About four years ago I was at an event where I’d been engaged to deliver a keynote. I delivered my keynote and was mingling and answering questions afterwards. I kept smiling and chatting, but the entire time I felt a weight crushing me. It was almost suffocating.

And it just would not. Let. Up.

The feeling was familiar. It was a persistent feeling of being found out. That people were suddenly going to realise that I wasn’t good enough, smart enough or clever enough. I was around all these incredible influencers and industry leaders and all I kept thinking is, ‘what on earth could I have to offer’.

Even at the time, I knew my thinking was wrong but I just couldn’t seem to shake it. I felt like I was in the wrong room and it took all my strength not to just walk out the door. It was like having a new pair of school shoes on the first day of school — awkward and uncomfortable.

I was deep into comparisonitis.

What is Comparisonitis?

Comparisonitis is simply the compulsion to compare yourself (and judge yourself) based on others’ accomplishments. Sometimes this might seem like a good thing — because comparing yourself can give you the impetus to strive forward. But comparisonitis doesn’t leave you feeling inspired. Because it’s coupled with the imposter syndrome it instead leaves you in a state of wanting, where you feel lack.

What I didn’t know then that I know now is that in all likelihood a great proportion of people in that room were feeling those same feelings. In fact, a study undertaken by Pauline Claunce and Suzanne Imes found that women frequently say that they don’t feel they deserve their job and that they are “imposters” who could be found out at any moment.
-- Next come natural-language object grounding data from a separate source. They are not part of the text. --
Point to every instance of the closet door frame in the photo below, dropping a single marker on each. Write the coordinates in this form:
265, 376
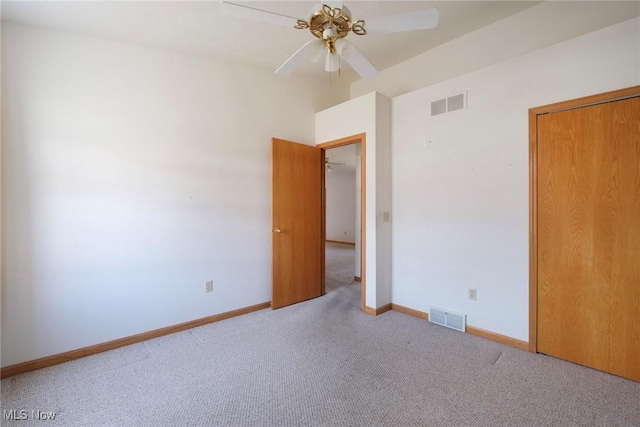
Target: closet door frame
616, 95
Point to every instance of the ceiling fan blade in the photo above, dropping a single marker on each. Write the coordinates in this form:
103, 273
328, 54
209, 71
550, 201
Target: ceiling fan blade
356, 59
247, 12
308, 49
410, 21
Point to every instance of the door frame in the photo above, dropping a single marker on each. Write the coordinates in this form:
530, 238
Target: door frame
353, 139
601, 98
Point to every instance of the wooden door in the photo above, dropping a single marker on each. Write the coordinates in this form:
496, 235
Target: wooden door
589, 236
625, 206
296, 223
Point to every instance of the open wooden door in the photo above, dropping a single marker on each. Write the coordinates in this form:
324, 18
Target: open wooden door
296, 205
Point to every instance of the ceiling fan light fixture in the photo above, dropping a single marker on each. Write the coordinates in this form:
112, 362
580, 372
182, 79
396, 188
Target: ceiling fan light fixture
332, 62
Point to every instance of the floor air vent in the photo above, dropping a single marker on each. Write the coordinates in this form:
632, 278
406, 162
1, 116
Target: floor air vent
447, 318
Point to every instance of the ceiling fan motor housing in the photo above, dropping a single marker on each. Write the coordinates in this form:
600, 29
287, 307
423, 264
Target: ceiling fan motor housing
323, 17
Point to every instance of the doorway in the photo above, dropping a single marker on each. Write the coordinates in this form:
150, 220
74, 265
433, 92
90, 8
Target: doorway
340, 245
341, 216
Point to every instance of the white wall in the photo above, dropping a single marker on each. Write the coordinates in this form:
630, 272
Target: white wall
369, 114
460, 180
535, 28
341, 205
131, 175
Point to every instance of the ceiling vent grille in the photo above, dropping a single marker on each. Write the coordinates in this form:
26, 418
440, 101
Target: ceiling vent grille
448, 319
447, 105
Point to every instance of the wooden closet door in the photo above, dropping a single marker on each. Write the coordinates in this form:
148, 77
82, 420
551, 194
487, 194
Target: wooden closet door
625, 206
575, 220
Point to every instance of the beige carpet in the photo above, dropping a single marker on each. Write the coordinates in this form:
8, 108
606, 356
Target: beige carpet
340, 265
322, 363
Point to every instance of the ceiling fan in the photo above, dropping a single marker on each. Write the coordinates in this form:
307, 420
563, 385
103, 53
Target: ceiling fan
330, 23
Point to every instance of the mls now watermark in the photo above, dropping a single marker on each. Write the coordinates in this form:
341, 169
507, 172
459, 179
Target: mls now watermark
23, 414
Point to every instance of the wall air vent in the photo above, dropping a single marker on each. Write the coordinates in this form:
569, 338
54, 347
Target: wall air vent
448, 319
447, 105
438, 107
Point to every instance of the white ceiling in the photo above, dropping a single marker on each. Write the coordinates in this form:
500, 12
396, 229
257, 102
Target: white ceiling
197, 27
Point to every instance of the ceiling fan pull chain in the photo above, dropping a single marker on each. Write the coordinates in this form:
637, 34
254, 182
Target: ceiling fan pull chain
358, 28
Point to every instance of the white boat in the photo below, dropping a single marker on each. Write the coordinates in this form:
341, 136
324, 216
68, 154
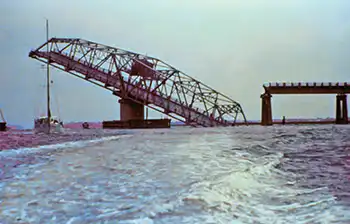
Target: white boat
48, 124
41, 125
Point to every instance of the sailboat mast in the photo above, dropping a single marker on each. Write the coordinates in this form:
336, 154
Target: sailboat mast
48, 76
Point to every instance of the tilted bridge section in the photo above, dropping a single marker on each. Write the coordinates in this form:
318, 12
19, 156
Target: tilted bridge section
142, 79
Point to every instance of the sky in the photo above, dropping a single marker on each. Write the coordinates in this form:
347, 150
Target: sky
233, 46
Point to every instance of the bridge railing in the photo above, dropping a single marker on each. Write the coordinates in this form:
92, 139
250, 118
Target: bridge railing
305, 84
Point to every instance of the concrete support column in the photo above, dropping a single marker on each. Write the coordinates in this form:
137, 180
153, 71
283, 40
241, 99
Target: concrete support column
345, 110
130, 110
266, 111
341, 109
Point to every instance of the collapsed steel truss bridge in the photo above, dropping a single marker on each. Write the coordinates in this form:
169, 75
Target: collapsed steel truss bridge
143, 79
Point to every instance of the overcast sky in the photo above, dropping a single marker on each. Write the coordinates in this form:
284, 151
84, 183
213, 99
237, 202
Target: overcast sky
233, 46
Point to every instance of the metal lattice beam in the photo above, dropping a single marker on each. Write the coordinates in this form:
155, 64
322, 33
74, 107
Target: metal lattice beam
143, 79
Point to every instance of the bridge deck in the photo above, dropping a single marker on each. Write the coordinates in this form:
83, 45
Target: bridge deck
307, 88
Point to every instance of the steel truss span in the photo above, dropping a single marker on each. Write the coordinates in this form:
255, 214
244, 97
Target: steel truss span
143, 79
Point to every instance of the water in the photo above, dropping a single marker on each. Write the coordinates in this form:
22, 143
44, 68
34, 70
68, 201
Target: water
290, 174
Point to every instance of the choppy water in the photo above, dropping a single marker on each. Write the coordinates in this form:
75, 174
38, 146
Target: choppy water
251, 174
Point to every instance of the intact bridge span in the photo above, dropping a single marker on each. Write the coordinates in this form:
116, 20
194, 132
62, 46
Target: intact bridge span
340, 89
140, 81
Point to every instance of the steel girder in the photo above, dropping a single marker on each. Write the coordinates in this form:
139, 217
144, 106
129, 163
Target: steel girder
143, 79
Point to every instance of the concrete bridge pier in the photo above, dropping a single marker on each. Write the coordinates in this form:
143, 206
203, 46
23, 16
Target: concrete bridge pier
130, 110
266, 111
341, 109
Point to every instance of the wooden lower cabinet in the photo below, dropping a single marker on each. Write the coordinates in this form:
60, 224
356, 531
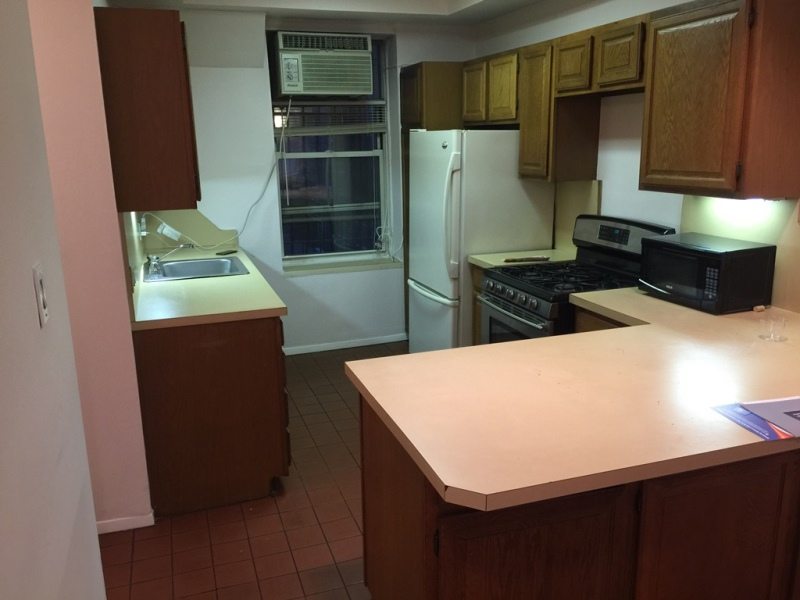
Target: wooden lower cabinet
582, 546
723, 532
214, 412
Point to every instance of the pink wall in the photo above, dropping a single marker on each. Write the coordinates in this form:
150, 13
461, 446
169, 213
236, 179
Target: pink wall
49, 543
67, 70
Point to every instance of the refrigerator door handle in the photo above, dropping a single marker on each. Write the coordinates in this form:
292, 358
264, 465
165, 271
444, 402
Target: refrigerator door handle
429, 295
451, 253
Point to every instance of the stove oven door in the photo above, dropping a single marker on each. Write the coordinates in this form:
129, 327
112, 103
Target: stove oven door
504, 322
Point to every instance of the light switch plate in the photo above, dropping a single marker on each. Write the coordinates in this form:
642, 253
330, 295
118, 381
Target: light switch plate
41, 295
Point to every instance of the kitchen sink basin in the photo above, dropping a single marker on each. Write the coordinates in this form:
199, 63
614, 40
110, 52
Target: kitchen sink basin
195, 268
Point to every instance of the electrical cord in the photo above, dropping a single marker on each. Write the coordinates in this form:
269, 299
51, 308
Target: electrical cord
258, 199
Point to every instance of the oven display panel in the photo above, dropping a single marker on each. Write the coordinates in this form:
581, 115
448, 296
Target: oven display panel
616, 235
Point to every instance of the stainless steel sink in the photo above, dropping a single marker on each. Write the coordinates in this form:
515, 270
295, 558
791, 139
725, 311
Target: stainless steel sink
170, 270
Imposter syndrome is a part of comparisonitis, both arising from, and causing it. When we let ourselves believe that everyone else is better than we are, then we begin to doubt our abilities, our strengths, our skills and our knowledge. We get lost in the feeling that we can’t compete.

First, Let go of perfectionism

To crush comparisonitis and play your own game you first have to let go of perfectionism. Of course, letting go of perfectionism is not that easy. We want to look perfect so that we can feel like we can compete. We try to project this perception to people because we are selling ourselves and selling ourselves is very different to trying to sell any other kind of product. Selling ourselves comes with more risk of vulnerability and with an added fear of rejection. That causes us to sink into perfectionism as we try to make everything perfect so people like us and want to work with us.

But portraying perfectionism is not good for your practice. When you paint yourself as perfect, other people around you go into comparison mode, too. They begin to think, “I’m not sure that I’m good enough to work with her. I’m not sure that she would like me. I’m not sure that I’m good enough to be around that person”. People simply don’t want to work with people that seem too perfect.

On the other hand, if you can tap into your authenticity and let go of the need to be perfect, you will actually appeal to people more. When you paint yourself as perfect, people go into comparison, but if you’re authentic, people go into possibility. Suddenly they stop worrying about how they will stack up next to you and start thinking, “Wow, she’s just like me”.

This authenticity creates a greater sense of real connection, and when you can tap into that, you can create a deeper sense of belief for your own clients.

Crush Comparisonitis

As Mark Twain said, “Comparison is the thief of joy”, but it is also the thief of strong, successful personal branding. In order to engage well with your audience, you need to beat comparisonitis. And that means you need strategies to manage it.

  1. Ask for help

Speak to a support person, friend, family or professional who can help you to put strategies in place if you don’t know what to do. There’s absolutely no shame in asking.

2. Be your own best friend

Research shows that 80% of our self-talk is negative. Catch your negative self-talk and reframe it to speak to yourself nicely.

3. Remember your uniqueness

There is only one of you. Sure, others might deliver similar work to you but they can’t replicate your essence.

4. Create before you consume

Celebrate and amplify your uniqueness by creating. Whether it’s videos, a book, a blog, people will come to you because you can connect with them at a deeper level.

5. Disconnect to reconnect.

Get off social media for a while, a week even. Get back to you and stop looking at what everyone else is doing.

Next Steps

  1. Who are you comparing yourself to?
  2. How do you know that what you are comparing yourself to is actually true?
  3. Who do you need to unsubscribe from, unfollow and disconnect from?